I’m going to get controversial, but if you’re part of the so-called “woke crowd” you may want to see this because frankly you’re the ones being played by mainstream media. Conservatives, this is something for us to think about as well, because there’s something here I think is being lost in the political discourse that everybody is sleeping on.

I haven’t seen Strange World and I don’t plan to. This trailer above (if it’s still up when you read this) is the most I know about this movie and frankly it doesn’t look very interesting. Apparently people who can afford to go to the theater agree as the movie has been failing at the box office. As Disney keeps putting out live-action de-makes of the animated films of the “Disney Renaissance” 1990s due to being hurt that Hollywood shoved animation into their own category and wants their famous movies to be Oscar-Worthy with the media snob of the Academy Awards and the ego-driven celebrities who think a movie is only good if their face shows up in it, they seem to have also lost the heart and effort that made those movies so beloved alongside the classics made or supported by Uncle Walt himself.
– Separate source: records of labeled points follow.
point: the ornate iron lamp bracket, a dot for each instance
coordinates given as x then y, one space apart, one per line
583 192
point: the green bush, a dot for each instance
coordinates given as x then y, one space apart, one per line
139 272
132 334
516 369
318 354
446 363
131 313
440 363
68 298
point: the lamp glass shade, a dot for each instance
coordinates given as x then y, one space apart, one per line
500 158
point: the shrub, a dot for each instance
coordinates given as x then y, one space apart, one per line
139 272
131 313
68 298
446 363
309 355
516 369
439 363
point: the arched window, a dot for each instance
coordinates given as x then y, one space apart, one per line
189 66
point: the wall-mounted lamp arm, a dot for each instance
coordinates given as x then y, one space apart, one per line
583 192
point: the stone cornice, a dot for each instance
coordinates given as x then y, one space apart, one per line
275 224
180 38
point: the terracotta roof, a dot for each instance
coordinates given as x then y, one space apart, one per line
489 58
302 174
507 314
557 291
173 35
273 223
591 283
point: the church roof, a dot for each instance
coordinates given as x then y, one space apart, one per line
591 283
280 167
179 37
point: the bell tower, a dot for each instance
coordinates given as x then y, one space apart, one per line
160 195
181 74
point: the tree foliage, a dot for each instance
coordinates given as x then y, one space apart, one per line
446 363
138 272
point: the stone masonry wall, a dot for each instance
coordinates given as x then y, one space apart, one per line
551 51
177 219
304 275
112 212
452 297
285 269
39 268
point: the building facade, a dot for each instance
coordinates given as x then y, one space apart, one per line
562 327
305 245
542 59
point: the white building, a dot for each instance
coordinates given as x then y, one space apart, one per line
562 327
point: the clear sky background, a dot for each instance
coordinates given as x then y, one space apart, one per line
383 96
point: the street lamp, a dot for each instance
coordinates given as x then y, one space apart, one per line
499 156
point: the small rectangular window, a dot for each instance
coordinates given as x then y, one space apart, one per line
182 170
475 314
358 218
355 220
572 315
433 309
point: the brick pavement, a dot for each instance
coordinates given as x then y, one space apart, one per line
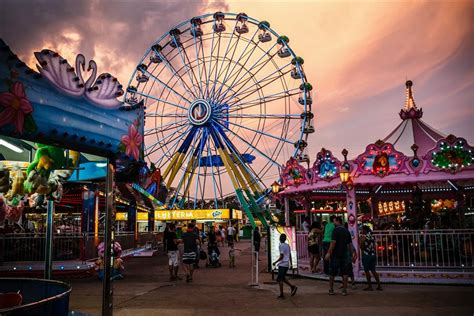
146 290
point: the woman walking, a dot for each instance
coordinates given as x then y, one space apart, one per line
314 238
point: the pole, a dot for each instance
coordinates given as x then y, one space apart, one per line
287 211
352 221
48 251
107 293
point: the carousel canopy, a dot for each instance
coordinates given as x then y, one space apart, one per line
412 153
412 129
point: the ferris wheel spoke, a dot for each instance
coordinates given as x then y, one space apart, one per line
196 49
188 155
244 54
237 78
166 86
266 116
266 99
152 149
262 133
173 71
188 67
166 127
250 77
250 146
262 82
244 167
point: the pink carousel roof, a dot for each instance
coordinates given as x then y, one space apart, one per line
413 152
412 129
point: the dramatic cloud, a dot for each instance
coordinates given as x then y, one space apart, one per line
114 33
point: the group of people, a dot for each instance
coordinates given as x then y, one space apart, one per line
193 241
333 244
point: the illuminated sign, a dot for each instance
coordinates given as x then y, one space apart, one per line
211 214
142 216
121 216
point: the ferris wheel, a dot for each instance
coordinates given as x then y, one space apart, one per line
226 103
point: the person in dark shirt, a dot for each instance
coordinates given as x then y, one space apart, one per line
196 231
338 255
171 243
191 242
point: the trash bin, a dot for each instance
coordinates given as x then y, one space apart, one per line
40 297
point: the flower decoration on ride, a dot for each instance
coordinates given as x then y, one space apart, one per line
293 173
326 165
452 154
15 108
131 143
380 159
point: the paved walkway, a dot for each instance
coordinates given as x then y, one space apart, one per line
146 290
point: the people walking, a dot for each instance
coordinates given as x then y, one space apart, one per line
256 241
338 257
230 234
314 238
284 263
367 245
191 242
172 242
327 237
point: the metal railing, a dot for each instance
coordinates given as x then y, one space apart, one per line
66 247
416 249
425 249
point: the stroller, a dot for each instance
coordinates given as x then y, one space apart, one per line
213 255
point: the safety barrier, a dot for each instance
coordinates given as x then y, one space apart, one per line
66 247
416 249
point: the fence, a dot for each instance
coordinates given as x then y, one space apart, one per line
416 249
30 247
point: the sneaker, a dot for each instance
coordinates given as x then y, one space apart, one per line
293 290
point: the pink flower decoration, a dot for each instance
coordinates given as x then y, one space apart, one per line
132 142
15 107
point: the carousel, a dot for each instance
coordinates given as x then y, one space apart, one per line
414 187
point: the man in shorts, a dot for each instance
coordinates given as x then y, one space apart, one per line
283 266
338 255
173 254
191 242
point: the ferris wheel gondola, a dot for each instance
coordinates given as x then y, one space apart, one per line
227 101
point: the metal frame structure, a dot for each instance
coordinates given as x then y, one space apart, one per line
220 109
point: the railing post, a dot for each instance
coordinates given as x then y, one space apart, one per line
107 294
48 260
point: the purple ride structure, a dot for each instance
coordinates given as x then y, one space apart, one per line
418 184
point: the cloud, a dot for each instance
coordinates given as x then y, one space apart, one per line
114 33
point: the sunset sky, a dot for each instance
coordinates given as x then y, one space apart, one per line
357 54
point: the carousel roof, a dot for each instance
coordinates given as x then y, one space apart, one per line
412 129
413 153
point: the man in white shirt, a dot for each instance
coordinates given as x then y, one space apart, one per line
283 266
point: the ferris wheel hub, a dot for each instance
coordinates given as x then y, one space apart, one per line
199 112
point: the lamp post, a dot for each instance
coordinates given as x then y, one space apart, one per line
347 183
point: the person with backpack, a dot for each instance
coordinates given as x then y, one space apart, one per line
284 262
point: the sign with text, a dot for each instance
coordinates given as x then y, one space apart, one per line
211 214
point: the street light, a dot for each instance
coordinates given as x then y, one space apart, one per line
345 172
275 187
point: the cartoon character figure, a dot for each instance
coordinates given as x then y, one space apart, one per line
381 164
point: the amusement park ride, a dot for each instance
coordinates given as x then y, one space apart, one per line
214 106
225 98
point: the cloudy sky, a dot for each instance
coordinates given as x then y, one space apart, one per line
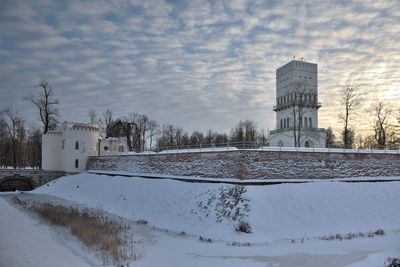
194 64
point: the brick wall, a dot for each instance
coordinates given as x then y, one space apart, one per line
250 164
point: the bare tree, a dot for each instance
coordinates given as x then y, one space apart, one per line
330 138
383 123
153 131
126 127
46 105
92 115
350 100
107 119
299 100
13 123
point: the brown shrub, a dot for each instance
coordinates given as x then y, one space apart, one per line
93 228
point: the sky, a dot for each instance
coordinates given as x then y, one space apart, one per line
195 64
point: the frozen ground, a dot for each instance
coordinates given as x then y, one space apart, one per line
287 220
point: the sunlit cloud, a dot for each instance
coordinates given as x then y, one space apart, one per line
197 64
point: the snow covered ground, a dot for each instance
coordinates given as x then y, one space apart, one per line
287 220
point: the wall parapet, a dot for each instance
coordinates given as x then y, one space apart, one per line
256 164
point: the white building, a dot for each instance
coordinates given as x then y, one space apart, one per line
68 148
297 106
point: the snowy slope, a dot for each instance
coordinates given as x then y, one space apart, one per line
24 243
275 212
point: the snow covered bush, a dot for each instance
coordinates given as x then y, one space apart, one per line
243 227
392 262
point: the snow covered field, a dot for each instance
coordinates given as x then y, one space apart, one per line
287 220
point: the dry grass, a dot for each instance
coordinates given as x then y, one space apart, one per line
93 228
350 236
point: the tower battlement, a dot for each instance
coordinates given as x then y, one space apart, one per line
297 106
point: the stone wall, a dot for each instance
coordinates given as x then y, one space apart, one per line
39 177
253 164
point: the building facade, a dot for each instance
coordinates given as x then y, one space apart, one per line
68 148
297 106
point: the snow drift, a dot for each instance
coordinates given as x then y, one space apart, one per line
274 212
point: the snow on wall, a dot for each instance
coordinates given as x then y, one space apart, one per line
247 164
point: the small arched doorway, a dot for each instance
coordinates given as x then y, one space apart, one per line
308 143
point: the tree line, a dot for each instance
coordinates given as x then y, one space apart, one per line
143 133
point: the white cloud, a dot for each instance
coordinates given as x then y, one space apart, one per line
200 64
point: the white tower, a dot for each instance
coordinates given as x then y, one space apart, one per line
297 106
68 148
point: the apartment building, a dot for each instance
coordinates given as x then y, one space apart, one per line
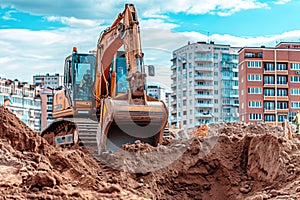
156 91
21 99
48 80
204 84
269 80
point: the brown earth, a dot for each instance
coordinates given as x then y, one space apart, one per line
234 161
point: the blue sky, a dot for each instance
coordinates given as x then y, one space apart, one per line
36 36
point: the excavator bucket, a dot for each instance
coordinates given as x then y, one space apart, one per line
124 122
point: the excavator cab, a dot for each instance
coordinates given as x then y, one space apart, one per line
83 80
75 97
72 101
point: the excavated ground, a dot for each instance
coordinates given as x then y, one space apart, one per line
235 161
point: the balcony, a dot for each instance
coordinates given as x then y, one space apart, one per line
282 110
204 96
208 68
203 59
204 77
269 98
204 105
204 87
206 115
269 111
230 96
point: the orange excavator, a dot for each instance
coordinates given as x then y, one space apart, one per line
105 93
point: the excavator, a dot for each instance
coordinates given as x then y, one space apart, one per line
106 90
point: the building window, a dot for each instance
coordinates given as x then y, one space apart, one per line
254 104
295 66
254 90
281 80
269 80
282 105
295 91
269 105
281 67
281 118
254 64
281 92
249 55
295 104
254 77
255 116
269 67
269 118
269 92
295 79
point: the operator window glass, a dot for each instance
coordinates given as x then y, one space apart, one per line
83 73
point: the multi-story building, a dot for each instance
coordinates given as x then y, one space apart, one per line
156 91
269 81
204 84
48 80
22 100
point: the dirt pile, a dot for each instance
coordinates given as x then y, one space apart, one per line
235 161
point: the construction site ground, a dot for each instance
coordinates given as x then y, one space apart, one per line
232 161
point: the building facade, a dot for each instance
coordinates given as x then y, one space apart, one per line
48 80
204 84
22 100
269 80
156 91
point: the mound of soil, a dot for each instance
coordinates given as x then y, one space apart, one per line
234 161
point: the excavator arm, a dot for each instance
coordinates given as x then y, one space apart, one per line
124 31
134 115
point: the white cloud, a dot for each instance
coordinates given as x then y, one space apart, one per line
281 2
73 22
7 15
92 9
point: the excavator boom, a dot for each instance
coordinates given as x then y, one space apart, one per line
132 116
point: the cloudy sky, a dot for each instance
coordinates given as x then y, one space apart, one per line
36 36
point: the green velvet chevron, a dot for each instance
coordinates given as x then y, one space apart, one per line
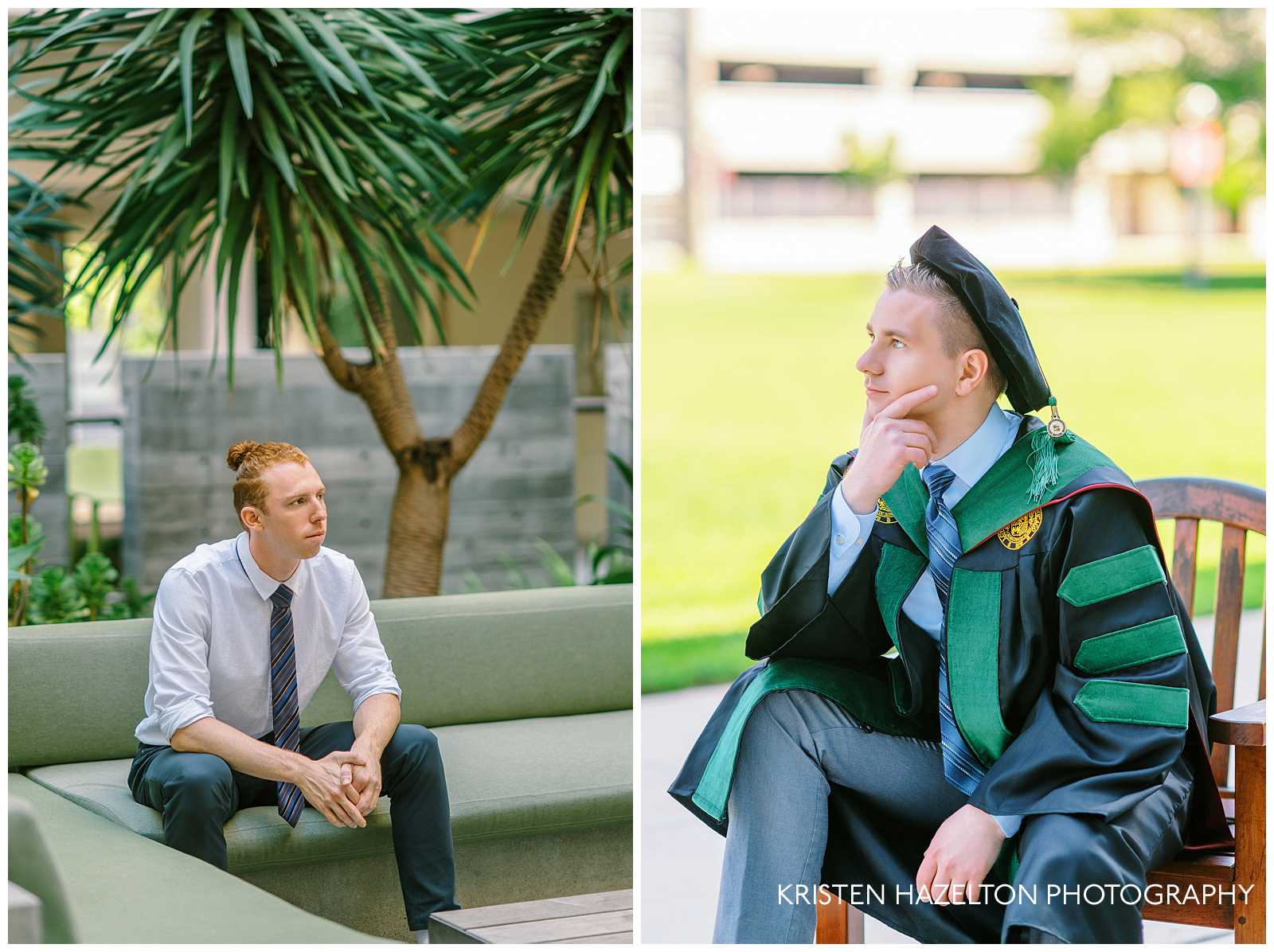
1134 703
1131 647
1112 577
Where we get controversial is something I realized in the discussion about this movie. I can’t comment to how “woke” the movie is or isn’t, but I saw this tweet…mostly because everyone who discusses this movie brings it up…from Brianna Wu.

Who is Brianna Wu? No, really, I’m asking. Apparently she’s a big deal to somebody and a huge joke to others but I literally have no idea who she is. This tweet has been used as an example of the poor marketing surrounding this movie. This is apparently all the poster thinks is important to the movie. Well, whether I’m conservative or libertarian (my friend says the latter but labels are BS) I can see that we’ve rewritten the word “target audience” to something more like “targeting with our anger”.

Biracial marriage? Hell, I’ve been advocating that for years on this site. I’ve seen advertisements for laundry detergent and Crohn’s medication that did it right: just a couple who happens to be of two different skin colors. Gay characters? Yeah, they’re all over the place now, including shows for kids. In fact now you can’t win an Oscar without at least one. Literally; that’s a rule along with a quota of minority characters…like the ones I grew up with and could fill this with links to articles talking about that if I had time, along with the women heroes I grew up with. Climate change metaphor? Something doesn’t have that nowadays? Disabled dog?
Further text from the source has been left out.